Kerr Lake /kɑr/ (officially John H. Kerr Reservoir, also known as Bugg's Island Lake[1]) is a reservoir along the border of the U.S. states of North Carolina and Virginia. It is impounded by the John H. Kerr Dam, constructed between 1947 and 1952 to produce electricity and to provide flood control. Kerr Lake is owned by the US Army Corps of Engineers, and is the largest reservoir in Virginia. It is located in parts of Vance, Granville, and Warren counties in North Carolina, and Mecklenburg, Charlotte, and Halifax counties in Virginia. At its maximum capacity, it is one of the largest reservoirs in the Southeastern United States, covering approximately 50,000 acres (200 km2) and bordered by over 850 miles (1,370 km) of shoreline.

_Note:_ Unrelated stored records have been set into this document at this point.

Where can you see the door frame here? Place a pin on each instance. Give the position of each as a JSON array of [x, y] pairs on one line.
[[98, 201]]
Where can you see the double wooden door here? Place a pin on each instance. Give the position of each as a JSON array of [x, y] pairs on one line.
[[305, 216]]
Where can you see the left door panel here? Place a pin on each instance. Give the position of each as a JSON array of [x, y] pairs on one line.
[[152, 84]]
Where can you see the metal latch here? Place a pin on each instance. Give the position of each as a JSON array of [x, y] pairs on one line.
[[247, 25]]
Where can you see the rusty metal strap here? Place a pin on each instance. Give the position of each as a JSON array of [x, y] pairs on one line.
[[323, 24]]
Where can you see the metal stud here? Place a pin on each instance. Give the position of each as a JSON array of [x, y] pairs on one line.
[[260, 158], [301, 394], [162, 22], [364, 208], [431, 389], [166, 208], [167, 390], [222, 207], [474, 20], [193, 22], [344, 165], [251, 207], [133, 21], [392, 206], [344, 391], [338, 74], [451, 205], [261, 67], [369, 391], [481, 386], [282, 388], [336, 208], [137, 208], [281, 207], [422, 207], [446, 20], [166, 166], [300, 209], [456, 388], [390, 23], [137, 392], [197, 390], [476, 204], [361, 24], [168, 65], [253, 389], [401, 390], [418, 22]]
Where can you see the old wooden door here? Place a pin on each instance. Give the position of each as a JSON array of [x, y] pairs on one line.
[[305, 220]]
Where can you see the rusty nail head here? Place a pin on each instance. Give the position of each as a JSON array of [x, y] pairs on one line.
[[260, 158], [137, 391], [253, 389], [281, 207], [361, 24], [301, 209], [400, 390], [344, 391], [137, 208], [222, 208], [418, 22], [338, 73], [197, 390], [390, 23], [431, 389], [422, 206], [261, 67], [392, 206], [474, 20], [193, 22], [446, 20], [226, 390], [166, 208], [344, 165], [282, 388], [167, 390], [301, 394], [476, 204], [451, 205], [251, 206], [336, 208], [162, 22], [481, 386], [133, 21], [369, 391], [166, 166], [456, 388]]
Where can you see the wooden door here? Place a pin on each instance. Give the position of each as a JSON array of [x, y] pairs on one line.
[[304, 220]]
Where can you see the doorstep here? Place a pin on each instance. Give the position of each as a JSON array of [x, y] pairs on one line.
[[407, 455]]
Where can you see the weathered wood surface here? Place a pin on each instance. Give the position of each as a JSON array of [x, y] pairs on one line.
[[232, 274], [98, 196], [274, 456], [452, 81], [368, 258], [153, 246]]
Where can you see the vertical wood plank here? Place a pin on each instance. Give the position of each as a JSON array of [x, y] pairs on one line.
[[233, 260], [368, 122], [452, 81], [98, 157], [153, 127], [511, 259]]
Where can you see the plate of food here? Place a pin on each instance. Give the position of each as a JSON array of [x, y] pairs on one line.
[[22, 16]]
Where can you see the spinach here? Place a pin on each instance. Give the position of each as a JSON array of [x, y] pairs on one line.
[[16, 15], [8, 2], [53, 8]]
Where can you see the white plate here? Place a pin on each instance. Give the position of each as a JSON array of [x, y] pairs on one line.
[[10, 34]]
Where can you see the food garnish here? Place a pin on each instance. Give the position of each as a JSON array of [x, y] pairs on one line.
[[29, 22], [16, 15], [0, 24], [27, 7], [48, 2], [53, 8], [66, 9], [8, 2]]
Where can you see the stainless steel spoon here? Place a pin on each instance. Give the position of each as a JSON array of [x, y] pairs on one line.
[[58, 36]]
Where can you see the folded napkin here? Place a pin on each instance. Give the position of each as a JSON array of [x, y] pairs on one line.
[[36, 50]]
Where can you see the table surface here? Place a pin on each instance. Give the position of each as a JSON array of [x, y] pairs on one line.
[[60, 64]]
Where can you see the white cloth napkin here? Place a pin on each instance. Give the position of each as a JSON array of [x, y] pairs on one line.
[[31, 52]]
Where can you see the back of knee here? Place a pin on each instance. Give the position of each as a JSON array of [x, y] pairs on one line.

The lake is named for Congressman John H. Kerr of North Carolina, who supported the original creation of the lake.

The lake is an impoundment of the Roanoke River (also called the Staunton River in Virginia). The Dan River and several smaller creeks also feed the lake. The lake is upstream of Lake Gaston. Just downstream from the John H. Kerr Dam, and visible from the viewing platform below the dam at Tailrace Park, lies Buggs Island, named for Samuel Bugg, an early settler. North Carolinians know this body of water as Kerr Lake, while Virginians know it as Buggs Island Lake or Buggs Island Reservoir.[citation needed]

The large lake is widely popular with both North Carolinians and Virginians for fishing and recreational purposes. For fishing, the lake has an abundance of large-mouth bass, striped bass (the only certified lake in Virginia to have a naturally reproducing population), crappie, catfish and bluegill. Camping is also a popular activity, with many campsites (run by the Army Corps of Engineers, North Carolina State Parks and Virginia State Parks) lining the shore including Kimball Point, North Bend Park, County Line, Hibernia, and others. Campsites for both tents and RVs are available. Jet-skiing and water-tubing occur often on the lake. Recreational motor boating and sailing also occur on the lake, with three privately operated marinas available: Steele Creek and Satterwhite Point in North Carolina, and Clarksville in Virginia. These marinas have rental slips for sail and motor boats, with additional amenities including fuel docks, marina stores, and some organized yacht clubs. The Carolina Sailing Club stages monthly regattas for several one-design sailing classes from April through October.